Hâl böyleyken herkes bir gün o ya da bu sebeple göç etmek zorunda kalacak gibi görünüyor. Nüfus artışı, gıda güvenliği, iklim değişikliği konularında birkaç makale değil, usturuplu birkaç dedikoduya bile kulak verseniz siz olmasa bile çocuklarınızın göç dalgasına dâhil olabileceğini çıplak gözle net görürsünüz.
Bu sebeple sağda solda ya da ekranda gördüğünüz yabancı insanları anlamak zorundayız. Açık sınır politikasından bahsetmiyorum ve desteklemiyorum. Dünya ve insanlık için gelinen noktada artık çekilmez bir hâlin olduğu ortadadır.
Öyle ki göçmenler ve onların problemleri ile ilgilenmemek artık bir toplumun kendisiyle ilgilenmemesiyle eşit bir şeydir.
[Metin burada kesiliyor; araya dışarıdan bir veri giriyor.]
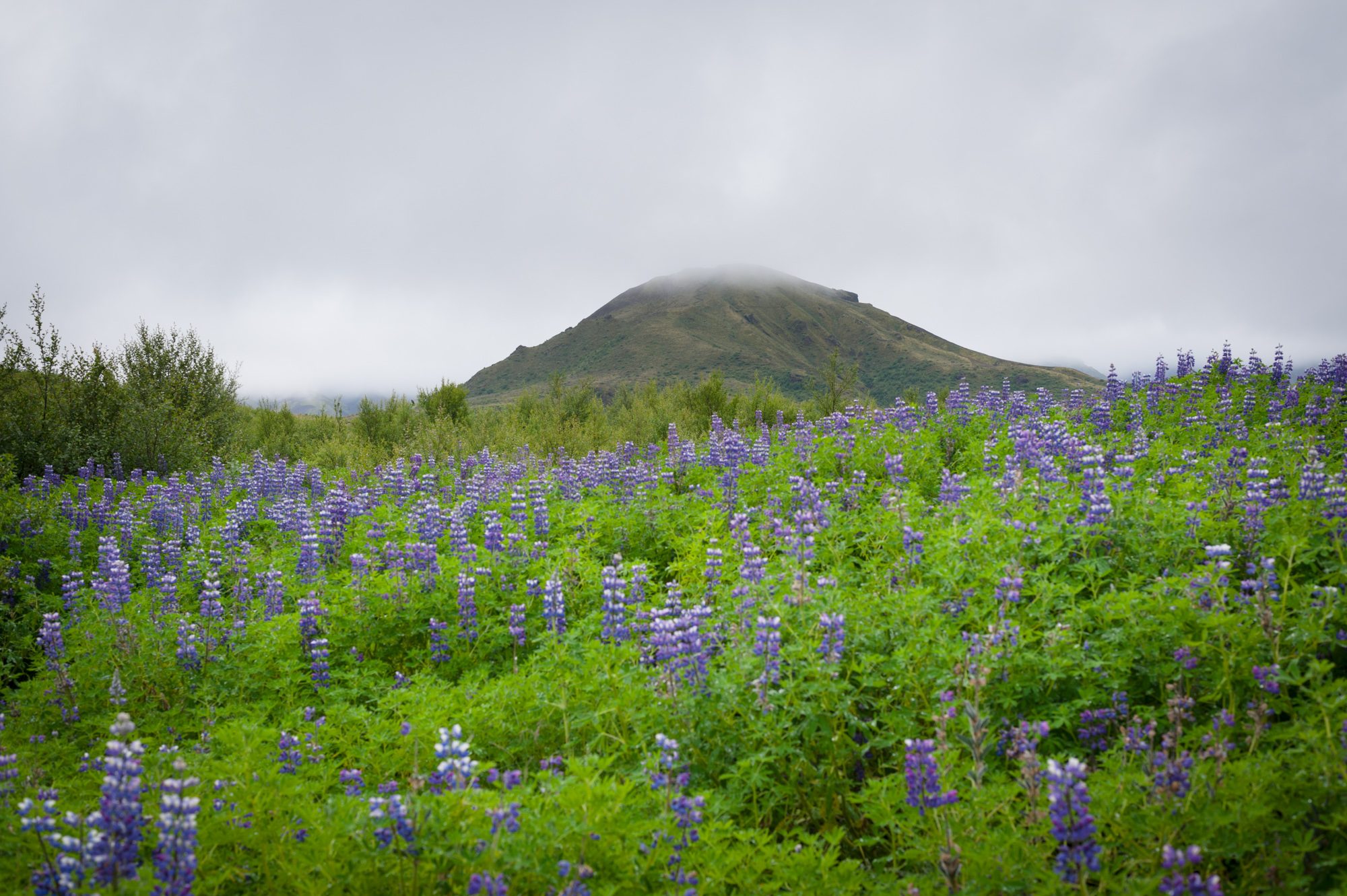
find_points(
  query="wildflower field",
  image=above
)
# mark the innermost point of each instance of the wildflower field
(1078, 642)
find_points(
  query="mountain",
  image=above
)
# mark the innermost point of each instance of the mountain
(751, 323)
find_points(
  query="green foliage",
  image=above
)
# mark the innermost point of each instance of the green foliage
(161, 401)
(803, 777)
(448, 401)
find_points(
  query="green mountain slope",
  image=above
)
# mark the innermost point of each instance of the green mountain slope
(751, 323)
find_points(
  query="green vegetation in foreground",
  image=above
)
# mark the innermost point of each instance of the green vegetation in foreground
(1004, 560)
(754, 323)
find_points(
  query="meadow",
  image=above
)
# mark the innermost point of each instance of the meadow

Göçmenlerin gerçek olduğunu anlamalı ve sadece rahatsızlık vermek üzere kapımıza dayanmış insanlar olarak görmemeliyiz. Kendisi ve ailesi için kötü giden bir hayatı olan bir kimse ilgimize ve şefkatimize muhtaçtır. Bu konuda, herkesin tam mutabık hâlde olduğuna şüphesiz inanıyorum.
Göçmensiz olmaz. Dünyadaki medeniyetlerin tümünün büyük göçler sonuncunda ortaya çıktığını biliyoruz. Bu göçlerle beraber insanlar, korkuları acıları ızdıraplarıyla beraber umutlarını ve bildiklerini de götürmüştür. Gittikleri yeni topraklara hizmet edip medeniyetlerin önünde yeni yollar açmıştır. Hiç kimse yerinden yurdundan güle oynaya ayrılmamıştır. Hangi zaman diliminde olursa olsun bir göçmene sorsanız makul sebeplerden dolayı evlerini terk etmiştir. Bu sebeplerin çoğu, hiç kimsenin katlanmak isteyebileceği türden sebepler değildir. Bir süreliğine değil, bir anlığına bile katlanılmayacak sebepledir.
Göçmenler bu nedenlerle kötü koşularda seyahat ederek, bazen yürüyerek, kilometrelerce yol gidip bir hayat bulmaya çalışıyor. Gittikleri yerlere sadece suç ve kötü şeyler götürmüyorlar, kendilerinden değerli şeyler götürüyorlar. Gittikleri yerlere travmalarına ve yorgunluklarına rağmen adapte olmaya çalışıyorlar. Hiç bilmedikleri ve hayata dair kaçırdıklarını görüp hızlı bir şekilde öğreniyorlar.
İyi ve güçlü toplumlar, içlerinde barındırdıkları göçmenlerle doğru ortaklıklar kurup ileriye gitmeyi başarmıştır. Bu ortaklıklar, hep göçmenlerin aleyhine olmasına rağmen onlar hiçbir zaman memnuniyetsiz davranmazlar. Göçmenlerin bir toplumu olduğu yerden daha geriye götürdüğü görülmemiştir. Elon Musk, Zuckerberg, Uğur Şahin… Hepsi birer birinci kuşak göçmenlerdir.